Эту точку зрения создавала вовсе не одна потребность личной совести, но главнее всего - потребность Верховной власти. Чтобы быть "Служителем Божиим", император должен знать общую руководящую линию Божией воли, которую обязан исполнять в своем правлении, и столь же ясной эта руководящая линия должна представляться его подданным. Излишне объяснять, что отвлеченные, по-видимому, вопросы вероучения (догмат) всегда имеют нравственные выводы, а нравственные воззрения определяют поступки, а стало быть и всю правительственную деятельность. При бесспорности и однородности в народе нравственно-религиозных посылок, император, их разделяющий, становится властью верховной. Церковь уже не указ ему в мерах осуществления, в мерах приложения религиозной истины к правительственной практике. Тут ему судья только Бог, его единственный Господин. Царя при этом даже невозможно обязать слушаться людей, чтобы он не рисковал выйти из повиновения Богу. Но в общих руководящих определениях истины император непременно должен был, для придания своей власти характера бесспорности, иметь постоянное присутствие независимой Церкви, Церкви, выражающей не волю императора или вообще людей, а волю Божию.
Монархия - с характером Верховной власти, поэтому, в христианском мире только и возможна при существовании церкви, стоящей рядом, но независимой.
Отсюда величайшей задачей новой христианской монархии явилось безошибочное установление отношений между государством и Церковью, или точнее говоря - между Верховной властью государства и Церковью. Весь вопрос тут состоял в установке отношений императора к церковной власти. Все приложение государственной власти, весь ее строй и устроение государства, уже не связаны прямо с идеей церковной. Тут для государственной власти приходится сообразоваться с силами социальными, политическими, экономическими и т. д.
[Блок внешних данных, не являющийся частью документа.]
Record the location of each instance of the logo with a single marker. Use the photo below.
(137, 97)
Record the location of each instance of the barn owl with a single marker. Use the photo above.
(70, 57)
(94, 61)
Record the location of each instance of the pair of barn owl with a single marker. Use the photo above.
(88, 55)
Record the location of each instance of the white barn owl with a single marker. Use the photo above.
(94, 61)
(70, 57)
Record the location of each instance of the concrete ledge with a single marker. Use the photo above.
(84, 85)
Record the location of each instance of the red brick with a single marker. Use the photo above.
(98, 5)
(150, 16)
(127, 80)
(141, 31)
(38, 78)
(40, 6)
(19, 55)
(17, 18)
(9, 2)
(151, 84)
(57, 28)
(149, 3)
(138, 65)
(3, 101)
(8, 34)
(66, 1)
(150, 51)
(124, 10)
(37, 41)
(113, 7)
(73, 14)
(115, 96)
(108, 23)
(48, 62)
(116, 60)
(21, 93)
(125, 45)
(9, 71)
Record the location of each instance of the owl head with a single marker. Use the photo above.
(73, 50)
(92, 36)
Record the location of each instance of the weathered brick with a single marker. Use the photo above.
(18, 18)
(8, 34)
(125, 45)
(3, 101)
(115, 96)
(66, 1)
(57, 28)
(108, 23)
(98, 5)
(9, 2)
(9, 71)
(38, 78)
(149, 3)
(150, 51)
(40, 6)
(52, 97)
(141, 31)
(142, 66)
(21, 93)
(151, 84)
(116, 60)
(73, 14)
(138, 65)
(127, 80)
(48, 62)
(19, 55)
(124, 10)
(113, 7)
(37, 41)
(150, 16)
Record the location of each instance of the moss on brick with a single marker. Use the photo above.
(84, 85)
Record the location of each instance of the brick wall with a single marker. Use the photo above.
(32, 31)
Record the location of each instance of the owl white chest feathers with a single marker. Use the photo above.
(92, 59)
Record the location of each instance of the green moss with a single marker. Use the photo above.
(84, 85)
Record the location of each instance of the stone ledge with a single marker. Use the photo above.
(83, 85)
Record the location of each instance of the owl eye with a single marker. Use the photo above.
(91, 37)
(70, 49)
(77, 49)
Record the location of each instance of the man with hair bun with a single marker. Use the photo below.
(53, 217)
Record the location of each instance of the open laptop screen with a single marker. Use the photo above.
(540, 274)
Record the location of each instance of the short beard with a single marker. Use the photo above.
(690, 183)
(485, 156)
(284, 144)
Но в установке руководящей идеи правления, необходимо постоянное, полное согласие власти императора и веры подданных, то есть Церкви, в которой подданные живут своей верой.
Константин поставил новому государству нелегкую задачу установить безошибочное отношение его руководящей власти (то есть царской) к церковной власти.
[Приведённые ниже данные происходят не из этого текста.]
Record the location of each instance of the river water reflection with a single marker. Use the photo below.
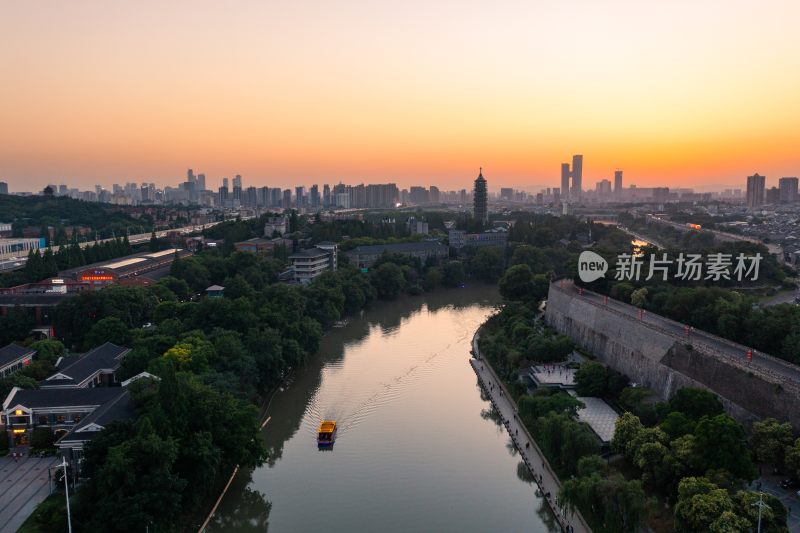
(418, 448)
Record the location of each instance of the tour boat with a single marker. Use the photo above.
(326, 435)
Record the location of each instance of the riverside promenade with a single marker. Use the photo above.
(534, 458)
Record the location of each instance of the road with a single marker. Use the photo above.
(7, 264)
(546, 478)
(723, 347)
(785, 297)
(723, 236)
(23, 485)
(635, 235)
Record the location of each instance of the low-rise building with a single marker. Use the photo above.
(310, 263)
(461, 239)
(96, 368)
(107, 273)
(365, 256)
(279, 225)
(215, 291)
(13, 358)
(20, 247)
(56, 409)
(256, 245)
(71, 444)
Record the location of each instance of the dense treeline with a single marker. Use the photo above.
(773, 329)
(216, 357)
(105, 220)
(686, 451)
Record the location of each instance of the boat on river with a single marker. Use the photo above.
(326, 435)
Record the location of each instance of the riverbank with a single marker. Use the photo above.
(396, 382)
(535, 460)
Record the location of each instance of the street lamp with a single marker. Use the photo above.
(761, 505)
(66, 492)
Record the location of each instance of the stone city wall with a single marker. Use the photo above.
(664, 362)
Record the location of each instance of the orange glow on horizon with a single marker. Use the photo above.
(688, 94)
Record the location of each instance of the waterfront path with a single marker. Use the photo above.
(545, 476)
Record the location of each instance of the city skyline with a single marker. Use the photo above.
(677, 95)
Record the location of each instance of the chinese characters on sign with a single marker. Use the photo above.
(689, 267)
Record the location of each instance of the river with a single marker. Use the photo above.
(418, 447)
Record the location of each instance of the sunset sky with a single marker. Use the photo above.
(684, 93)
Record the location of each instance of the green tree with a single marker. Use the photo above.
(453, 272)
(723, 445)
(109, 329)
(388, 280)
(695, 403)
(517, 283)
(42, 438)
(700, 503)
(591, 379)
(134, 486)
(769, 438)
(639, 297)
(48, 350)
(773, 515)
(791, 456)
(487, 263)
(626, 429)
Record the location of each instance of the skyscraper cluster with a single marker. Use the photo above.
(757, 194)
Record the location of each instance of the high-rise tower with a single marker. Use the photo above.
(480, 198)
(577, 176)
(755, 190)
(564, 181)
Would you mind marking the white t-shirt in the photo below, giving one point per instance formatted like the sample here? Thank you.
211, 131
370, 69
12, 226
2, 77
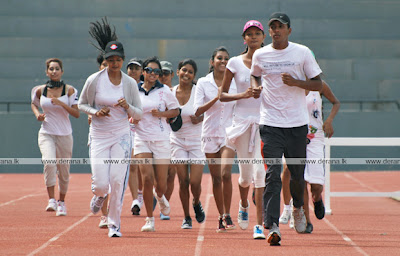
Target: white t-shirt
108, 94
57, 118
314, 107
152, 128
282, 105
219, 116
188, 130
244, 107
Задача эта решалась в христианском мире за последующие 1500 лет с весьма различной степенью ясности государственного и церковного сознания, откуда явились и церкви, и монархии различных типов.
Вообще Характер Церкви, т. е. вера народа, налагала тот или иной характер на монархию христианского мира. Но, должно вспомнить, не одна вера имеет значение в строении государства. Она определяла лишь характер Верховной власти. Строение же государства определялось у выдвинувшейся верховной власти степенью ее политического сознания, способностью различения и комбинации политических сил. Точно также и социальные условия, создающие те или иные политические силы, влияли на государственное строение христианского периода уже тем одним, что благодаря им для власти уясняется или затемняется понимание различных политических принципов, необходимых при строении государства и его деятельности.